Parents were outraged after discontinued popular Tommy Tippee Cherry Soother dummies were sold on eBay for over a hundred dollars.
The Tommee Tippee Cherry Soother and Happy Baby dummies were so very popular among mums to give to their babies. They used to be available in supermarkets for just $5.
However, when the products changed its design and the company decided to stop using the original design, mums went into a mad frenzy over the original design, and desperate ones took the bait of money-grabbing opportunists who sell the ones with the original design on eBay for more than a hundred dollars.
A Sydney mum-of-two said that her two children love the original design. “Both my children used it and took to it straight away. When they changed the design recently, my son didn’t seem to like the base of the dummy wrapped so close to his face, so I’ve been trying to find the old school style,” she told Kidspot.
She was shocked when she saw on eBay that just one dummy was going for a whopping $79 plus $8.99 for postage.
“When I came across this packet I was horrified! That’s one expensive good night’s sleep! There’s no way I could justify that, especially at the rate that we lose them,” she said.
Kidspot also browsed through dummies on eBay and came across three dummies with the asking price of $270 and one single pink dummy has been sold for $110 – plus $7.99 postage.
The change has affected a lot of mums that one South Australian, mum-of-three Karina, has started the Facebook group Bring Back the Original Cherry Soothers, whose members are just as disgusted by the highway robbery.
“It’s disgusting I have paid ridiculous money on eBay as well. Not happy. It’s extortion and totally unfair that someone wage households need to resort to buying these dummies on eBay and spending a lot of money for something that was only a few dollars before! So unfair and makes me sick!” says one mum.

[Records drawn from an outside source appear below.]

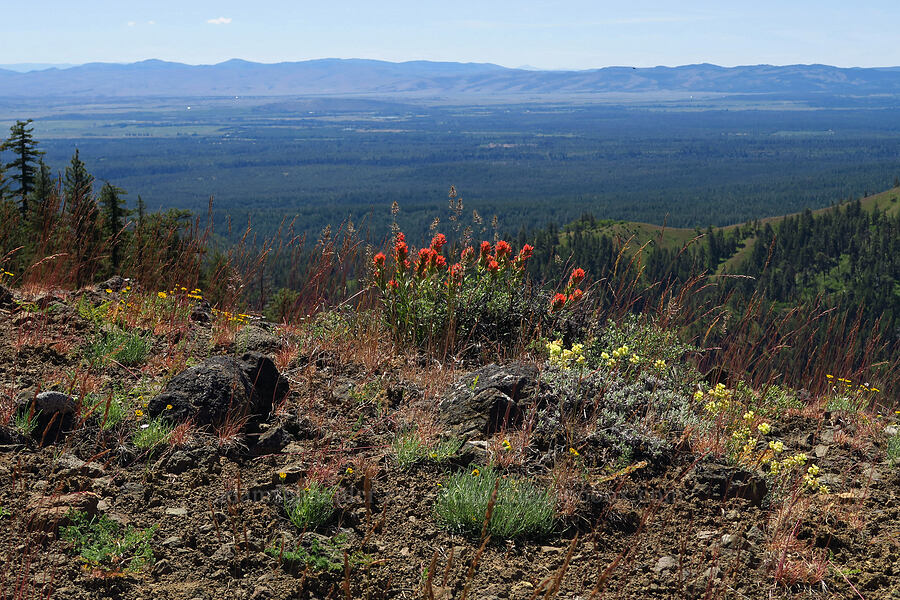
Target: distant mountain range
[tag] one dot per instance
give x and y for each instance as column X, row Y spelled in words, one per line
column 156, row 78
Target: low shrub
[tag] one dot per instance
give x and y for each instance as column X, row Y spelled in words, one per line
column 102, row 544
column 311, row 507
column 521, row 509
column 150, row 435
column 129, row 349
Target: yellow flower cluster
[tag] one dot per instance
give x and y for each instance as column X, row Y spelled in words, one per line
column 620, row 352
column 564, row 358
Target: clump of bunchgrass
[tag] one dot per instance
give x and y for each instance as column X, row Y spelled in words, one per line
column 128, row 349
column 103, row 545
column 521, row 508
column 409, row 448
column 110, row 412
column 150, row 435
column 319, row 554
column 893, row 449
column 25, row 421
column 311, row 507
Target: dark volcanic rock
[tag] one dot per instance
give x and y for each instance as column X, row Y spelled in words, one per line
column 272, row 440
column 482, row 402
column 53, row 414
column 717, row 481
column 202, row 312
column 221, row 386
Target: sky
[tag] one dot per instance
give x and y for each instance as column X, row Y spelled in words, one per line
column 575, row 34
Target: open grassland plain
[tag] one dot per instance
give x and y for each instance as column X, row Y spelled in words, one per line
column 686, row 162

Karina says Tommee Tippee told her on Facebook that the reason for the new designs was to include an improved way of securing more of the baglet to the shield to reduce the risk of it becoming detached – which exceeds both Australian and European standards.
“I was told ‘The addition of the air vent to the baglet makes them more flexible and softer for a baby’s delicate palette’,” she explains.
Karina says it just makes no sense to change the design. “If it ain’t broke – don’t fix it. The new ones don’t satisfy crying babies who are used to the original shape – which in turn causes unnecessary stress to the parents when they have a tired crying baby,” she says. “And the new ones cause skin irritations – whereas the old ones don’t. I already have a baby with extra sensitive skin who gets eczema on his face. I don’t want to use something that exacerbates it.”
Kidspot contacted Tommee Tippee to find out why the popular Cherry Soothers and Happy Baby designs were changed, but had not heard back at the time of publishing.